Claude "I get what you want but no" pic.twitter.com/KJRcsqaGHr
— L i a m (@LiamCristiano) May 30, 2026
But in the earliest days following Opus 4.8’s release, some Claude users started complaining about the chatbot’s newfound conscientiousness.
The new model is “too honest,” one Redditor wrote in the r/ClaudeAI subreddit on Friday, “bro will NOT let anything slide…every single response now comes with a little asterisk. A little ‘just so you know.’ A little ‘I want to flag that.’ I miss when it was just wrong sometimes and didn’t tell me about it.”
Opus 4.8 is “like coked-up Claude where it’s really vehement and wordy, but is kind of hot nonsense,” another Redditor wrote in a separate thread over the weekend.
The consensus among critics generally seems to be that Claude’s communication style has become excessively honest, and that it’s wasting time tying itself in knots trying to find the most truthful path through every line of questioning, like an obsessive-compulsive who’s unable to leave his apartment because he’s too busy making sure that all the books on his shelves are perfectly aligned.
It doesn’t seem to be a majority view, however; other users have also praised Opus 4.8. “We should always be heading towards maximal truth,” one Redditor wrote on Friday.
Early criticism of the updated Claude doesn’t mean that hyper-honesty in chatbots is necessarily a bad thing. Rather, it’s a reminder that users are going to have their own particular preferences, and that developers are never going to be able to please everyone. Witness also the small contingent of ChatGPT users (like this one) who lamented when OpenAI made the chatbot less sycophantic.

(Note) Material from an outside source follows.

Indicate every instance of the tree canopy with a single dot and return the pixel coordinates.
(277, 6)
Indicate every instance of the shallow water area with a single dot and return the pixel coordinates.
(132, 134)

Some people are going to prefer it when AI tells them what they want to hear, even if that means they’re being lied to, while others will only want to use chatbots that are trained to be as truthful as possible. What we’re likely to see, then, is a growing push among developers towards personalization: giving users the ability to customize the tone, tenor, and “personality” of chatbots’ conversational style. You might not be able to please everyone, but you can at least let them set their own boundaries.